Em uma declaração à mídia, Fernández-Pacheco enfatizou que "o verdadeiro andaluzismo é aquele que defende uma comunidade autônoma que precisa dos recursos necessários para oferecer serviços públicos em pé de igualdade com o restante das comunidades autônomas". Em sua opinião, "qualquer um que esteja negociando privilégios para a Catalunha, uma comunidade historicamente favorecida na Espanha, em detrimento da Andaluzia, não pode ser considerado andaluz em nenhuma circunstância".
"O andaluzismo moderno do século XXI é o que nos leva a não querer ser mais do que ninguém, nem ter os privilégios atualmente desfrutados pelas regiões que Pedro Sánchez precisa para permanecer na Moncloa. Estamos comprometidos com a igualdade real entre todos os espanhóis", enfatizou. Nesse contexto, ele lamentou que "isso não esteja acontecendo em nosso país, porque o governo espanhol é incapaz de aprovar orçamentos gerais que nos forneçam os recursos necessários para lidar com as políticas que o país exige, e continua a negar um modelo de financiamento justo".

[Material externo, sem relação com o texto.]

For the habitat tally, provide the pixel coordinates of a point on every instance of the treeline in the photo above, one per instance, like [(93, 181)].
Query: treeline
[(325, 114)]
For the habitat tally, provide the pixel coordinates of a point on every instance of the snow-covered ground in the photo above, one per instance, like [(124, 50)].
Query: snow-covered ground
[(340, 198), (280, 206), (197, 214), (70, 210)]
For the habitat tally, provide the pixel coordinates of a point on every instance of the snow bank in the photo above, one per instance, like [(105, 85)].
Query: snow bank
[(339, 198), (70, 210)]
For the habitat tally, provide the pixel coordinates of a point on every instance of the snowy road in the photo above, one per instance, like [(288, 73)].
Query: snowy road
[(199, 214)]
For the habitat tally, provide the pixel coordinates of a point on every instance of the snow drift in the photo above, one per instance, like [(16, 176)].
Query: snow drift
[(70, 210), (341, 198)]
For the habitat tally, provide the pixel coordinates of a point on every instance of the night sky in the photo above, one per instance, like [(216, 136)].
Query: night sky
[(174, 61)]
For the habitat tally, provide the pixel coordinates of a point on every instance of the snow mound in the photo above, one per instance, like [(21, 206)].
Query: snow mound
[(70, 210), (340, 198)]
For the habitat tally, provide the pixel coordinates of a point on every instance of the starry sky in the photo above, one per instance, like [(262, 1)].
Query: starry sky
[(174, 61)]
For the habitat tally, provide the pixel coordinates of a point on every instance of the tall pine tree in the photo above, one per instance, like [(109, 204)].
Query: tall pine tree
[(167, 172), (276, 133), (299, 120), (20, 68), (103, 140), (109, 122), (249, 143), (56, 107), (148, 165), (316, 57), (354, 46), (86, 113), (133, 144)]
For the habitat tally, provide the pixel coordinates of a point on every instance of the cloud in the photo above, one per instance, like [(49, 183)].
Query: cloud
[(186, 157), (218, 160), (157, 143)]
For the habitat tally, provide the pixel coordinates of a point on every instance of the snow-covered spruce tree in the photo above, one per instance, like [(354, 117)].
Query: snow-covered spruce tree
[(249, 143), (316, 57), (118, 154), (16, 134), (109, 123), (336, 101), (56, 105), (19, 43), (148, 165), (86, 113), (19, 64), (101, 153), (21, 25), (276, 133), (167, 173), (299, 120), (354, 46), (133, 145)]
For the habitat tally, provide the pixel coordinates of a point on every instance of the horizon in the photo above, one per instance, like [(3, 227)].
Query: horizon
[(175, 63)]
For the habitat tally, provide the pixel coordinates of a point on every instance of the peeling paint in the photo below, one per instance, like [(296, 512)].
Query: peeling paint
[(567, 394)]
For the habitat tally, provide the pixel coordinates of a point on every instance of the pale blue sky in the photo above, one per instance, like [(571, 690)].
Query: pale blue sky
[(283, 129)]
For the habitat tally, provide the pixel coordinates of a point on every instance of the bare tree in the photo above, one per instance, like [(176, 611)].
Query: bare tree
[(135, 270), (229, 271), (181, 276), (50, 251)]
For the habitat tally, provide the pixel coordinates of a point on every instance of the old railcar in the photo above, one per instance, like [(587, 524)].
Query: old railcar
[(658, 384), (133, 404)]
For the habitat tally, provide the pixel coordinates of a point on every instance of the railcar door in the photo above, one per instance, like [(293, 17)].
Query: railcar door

Ele também pediu a Montero que "desbloqueie as infraestruturas que Pedro Sánchez prometeu à Andaluzia por tantos anos e que continuam sem ser implementadas, especialmente aquelas relacionadas à água, uma questão fundamental e transversal que garante o futuro de nossa comunidade". A esse respeito, ela mencionou algumas dessas infraestruturas, como a transferência de água Tajo-Segura em Almeria, a represa Alcolea em Huelva, as negociações sobre os dutos de regras para irrigadores em Granada, as usinas de dessalinização e a solução definitiva para os habitantes do norte da província de Córdoba, tanto em Los Pedroches quanto em El Guadiato, que continuam sofrendo com problemas de abastecimento de água.
Finalmente, o Ministro da Agricultura enfatizou que "Montero não tem propostas construtivas para melhorar a prestação de serviços públicos na Andaluzia, e sua única contribuição se limita a insultos e tensão". Nesse sentido, "pedimos a ela que, com calma e humildade, pare de incomodar e gerar tensão e permita que o Governo da Andaluzia, com calma e seriedade, continue trabalhando em conjunto com toda a sociedade andaluza para melhorar os serviços públicos, como temos feito desde 2019".